Reducido al silencio por el peso de la duda, el Enano me entregó los carteles que había arrancado y se puso a jugar con el Goofy. Lo arrojaba hacia el otro extremo de la habitación. Le gustaba el ruido que hacía el piolín que todavía lo ataba a la cama, cuando llegaba a su tensión máxima y detenía en seco a Goofy en pleno vuelo. Pero a mí no me engañaba. El juego no lograba disimular su nerviosismo.

Cuando quise darme cuenta, mamá y Lucas estaban en el umbral del cuarto.

«Lucas va a dormir acá, con ustedes», anunció.

Estrujé en mis manos los bollos de papel de los carteles.

«Puedo dormir en el comedor, si querés», le dijo Lucas a mamá, percibiendo nuestra incomodidad.

«De ninguna manera. En el comedor entra un chiflete que ni te cuento», dijo mamá, y salió de la habitación como si nada.
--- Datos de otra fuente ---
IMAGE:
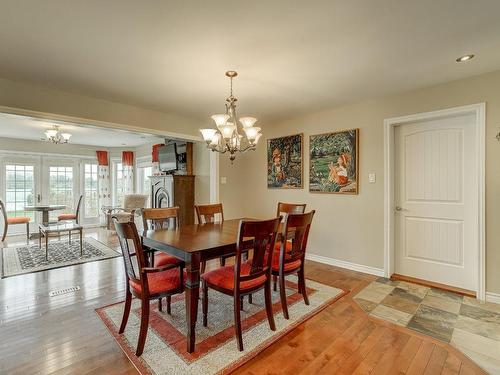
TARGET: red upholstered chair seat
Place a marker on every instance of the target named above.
(162, 259)
(277, 246)
(223, 277)
(18, 220)
(160, 282)
(66, 217)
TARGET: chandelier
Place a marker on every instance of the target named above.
(54, 135)
(226, 137)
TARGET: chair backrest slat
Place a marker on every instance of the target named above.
(290, 208)
(4, 212)
(296, 230)
(206, 213)
(131, 247)
(263, 234)
(160, 218)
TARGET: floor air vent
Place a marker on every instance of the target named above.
(64, 291)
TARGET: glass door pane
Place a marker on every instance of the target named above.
(118, 184)
(19, 189)
(61, 188)
(91, 201)
(60, 185)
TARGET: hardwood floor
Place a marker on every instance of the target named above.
(63, 335)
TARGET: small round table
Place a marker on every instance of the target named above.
(45, 209)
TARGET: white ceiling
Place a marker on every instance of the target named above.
(293, 56)
(21, 127)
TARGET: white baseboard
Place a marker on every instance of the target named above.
(492, 297)
(348, 265)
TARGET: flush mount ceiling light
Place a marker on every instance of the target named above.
(225, 137)
(465, 58)
(55, 135)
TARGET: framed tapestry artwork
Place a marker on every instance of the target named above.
(333, 162)
(284, 162)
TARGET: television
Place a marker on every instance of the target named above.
(167, 157)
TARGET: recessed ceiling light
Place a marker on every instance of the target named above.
(464, 58)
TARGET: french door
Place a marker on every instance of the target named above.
(60, 185)
(89, 212)
(20, 187)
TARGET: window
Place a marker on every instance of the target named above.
(90, 190)
(143, 183)
(61, 186)
(118, 184)
(19, 189)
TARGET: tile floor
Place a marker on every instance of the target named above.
(466, 323)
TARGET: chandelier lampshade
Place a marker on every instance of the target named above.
(226, 137)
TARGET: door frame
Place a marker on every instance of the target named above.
(479, 111)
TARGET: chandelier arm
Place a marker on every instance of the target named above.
(243, 150)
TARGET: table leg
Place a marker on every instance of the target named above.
(192, 285)
(81, 243)
(45, 217)
(46, 246)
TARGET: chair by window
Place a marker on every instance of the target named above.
(145, 283)
(245, 277)
(289, 258)
(211, 213)
(14, 221)
(75, 216)
(161, 218)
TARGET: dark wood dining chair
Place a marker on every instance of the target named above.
(290, 256)
(161, 218)
(14, 221)
(145, 283)
(75, 216)
(210, 213)
(245, 277)
(285, 209)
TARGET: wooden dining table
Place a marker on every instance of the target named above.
(194, 244)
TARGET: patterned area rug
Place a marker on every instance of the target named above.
(216, 350)
(466, 323)
(27, 259)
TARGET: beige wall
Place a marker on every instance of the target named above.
(350, 228)
(41, 99)
(201, 164)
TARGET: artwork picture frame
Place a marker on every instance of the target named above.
(285, 162)
(334, 162)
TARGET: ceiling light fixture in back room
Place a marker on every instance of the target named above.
(226, 137)
(55, 135)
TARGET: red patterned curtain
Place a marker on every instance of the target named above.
(155, 152)
(128, 158)
(102, 158)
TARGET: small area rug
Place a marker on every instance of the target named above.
(26, 259)
(216, 350)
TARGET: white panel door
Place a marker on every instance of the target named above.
(436, 201)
Fue un instante que duró siglos. (El tiempo ocurre todo junto, creo yo.) El Enano abrazaba al Goofy, Lucas abrazaba su bolsa de dormir y yo estrujaba los papeles. Estábamos jugando a las estatuas, sin siquiera habérnoslo propuesto.

Fue el Enano quien rompió el hielo. Su cabecita determinó cuál era la única forma de sacarse la duda y la puso en práctica de inmediato. Dejó el Goofy sobre la cama, levantó las manos a la altura de su cara y flexionó los meñiques una y otra vez.

Lucas creyó que se trataba de un saludo. Dejó caer la bolsa al suelo e imitó el gesto del Enano, doblando también sus meñiques.

«Hola, Simón Vicente.»

«Hola, Lucas Nomás. ¿Sabés hacer Nesquik? Vení que te enseño.»

Y salió rumbo a la cocina, con Lucas a la zaga.

En apenas segundos, el Enano comprobó que Lucas no era uno de los Invasores y lo sumó al bando de la humanidad.

Yo no era tan crédulo. Sabía que existían muchas clases de invasores.

Arrojé al aire los papeles en un arranque de furia y me escondí adentro del placard.